Savannah muttered that her class had earned a party, and her teacher had asked the kids what sort of party they wanted to have. “The rest of the kids didn’t like my idea,” she said. “They thought it was dumb.”
“Oh, I’m sorry,” I told her. “That has happened to me before too—I offered what I thought was a good idea, and nobody liked it. It’s rough when you feel like no one likes the things that you like. . . . What was your idea, anyway?”
Savannah hesitated for a moment and then said, “A reading party.”
It didn’t take much creativity on my part to imagine what kind of response Savannah’s suggestion must have elicited from her fellow third-graders. It’s a bummer when nobody else seems to appreciate your preferred activity. I have a similar problem: I happen to enjoy working—for reals. I like all sorts of work: mental, physical, outdoors, indoors, in the morning, in the evening, when tired, when not tired. When I have the chance to listen to music, I listen to NPR or a podcast. When I have leisure time, I read the Economist. I am boring as all getout, I tell you!

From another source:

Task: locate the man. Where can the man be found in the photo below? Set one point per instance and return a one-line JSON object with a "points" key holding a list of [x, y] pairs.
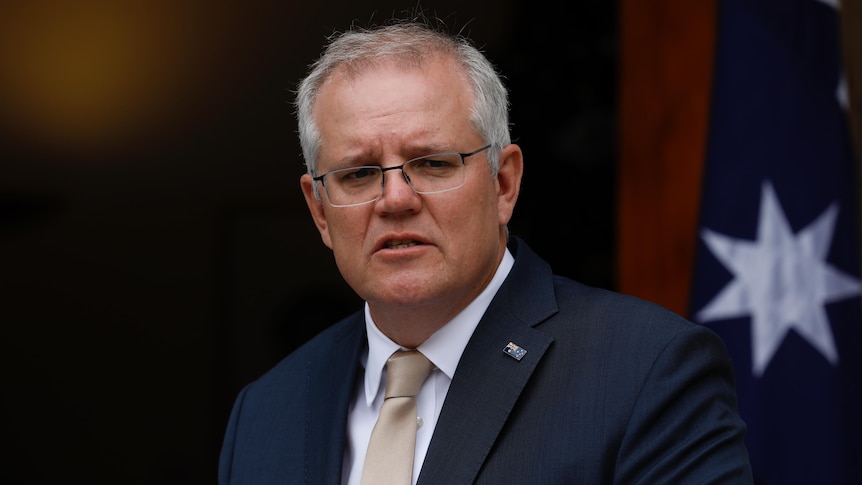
{"points": [[411, 181]]}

I’m the kind of vacationer who would rather be sweating away in dusty ruins or hiking mountains than baking on the beach or losing my lunch on a rollercoaster or trudging around Disneyland. I love work so much that I make my husband look bad—I beat him to the lawn mowing every week, I fix plumbing problems before he knows we have them, and I prune the trees in full sight of our male neighbors. It’s shameful . . . especially when I’m roundly pregnant.
I have all the negative characteristics of someone who likes work too much: I’m bad at throwing parties, I’m bad at visiting friends out of the blue, no one invites me to girls’ nights out unless they don’t know me well, I don’t paint my toenails, and I’m bad at attending sporting events (I almost prematurely ended my dating relationship with Joey years ago when I told him I’d rather have thumb screws than go to a football game with him—luckily, he thought I was kidding).

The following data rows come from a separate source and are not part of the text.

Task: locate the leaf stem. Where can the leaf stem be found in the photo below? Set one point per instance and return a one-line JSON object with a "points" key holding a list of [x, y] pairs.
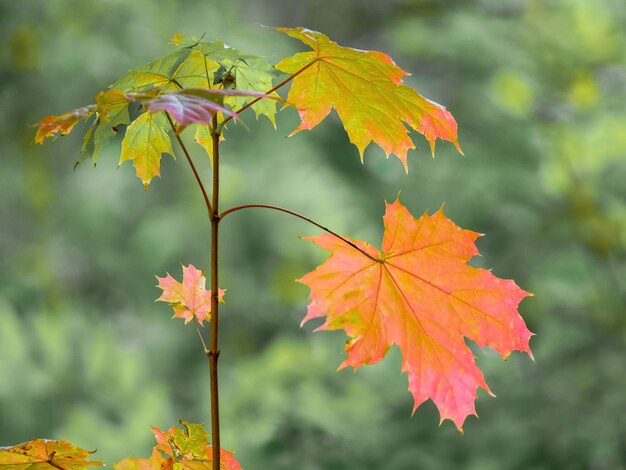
{"points": [[272, 90], [193, 168], [214, 351], [300, 216]]}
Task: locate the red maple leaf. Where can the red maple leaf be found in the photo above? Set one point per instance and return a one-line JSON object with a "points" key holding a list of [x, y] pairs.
{"points": [[420, 295], [189, 298]]}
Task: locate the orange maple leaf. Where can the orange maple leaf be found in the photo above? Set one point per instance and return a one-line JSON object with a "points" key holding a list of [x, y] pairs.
{"points": [[365, 87], [187, 449], [189, 298], [422, 296], [45, 454], [62, 124]]}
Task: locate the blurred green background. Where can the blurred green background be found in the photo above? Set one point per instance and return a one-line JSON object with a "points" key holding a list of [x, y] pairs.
{"points": [[539, 91]]}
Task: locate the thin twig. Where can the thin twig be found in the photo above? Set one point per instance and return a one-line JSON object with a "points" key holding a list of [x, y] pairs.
{"points": [[193, 168], [214, 351], [300, 216], [281, 84]]}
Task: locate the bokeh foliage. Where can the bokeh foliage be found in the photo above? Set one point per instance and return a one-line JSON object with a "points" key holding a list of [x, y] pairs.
{"points": [[539, 90]]}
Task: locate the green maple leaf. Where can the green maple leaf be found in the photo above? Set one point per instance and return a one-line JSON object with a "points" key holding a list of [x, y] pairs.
{"points": [[145, 140]]}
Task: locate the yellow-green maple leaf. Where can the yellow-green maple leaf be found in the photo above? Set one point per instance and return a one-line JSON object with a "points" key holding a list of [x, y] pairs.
{"points": [[144, 142], [366, 90]]}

The thing Savannah has got to learn is to embrace her weirdness. Then she’ll be wise enough to seek out complementary company—people like my husband, who’s content to let me be who I am and who encourages me to balance my weirdness with a smidgen of normalcy. For example, Joey encourages me kindly to be sociable, to get to bed on time, to pause to recognize the good in people who “unwind” by watching TV, and to notice when my little girl has had a bad day and needs some empathy. I’m not always great at these normal-people types of things, but I think I’m getting a little better at them all the time. And speaking of time, it’s late as I write this, and I need to get to bed or Joey will think I’m not on task.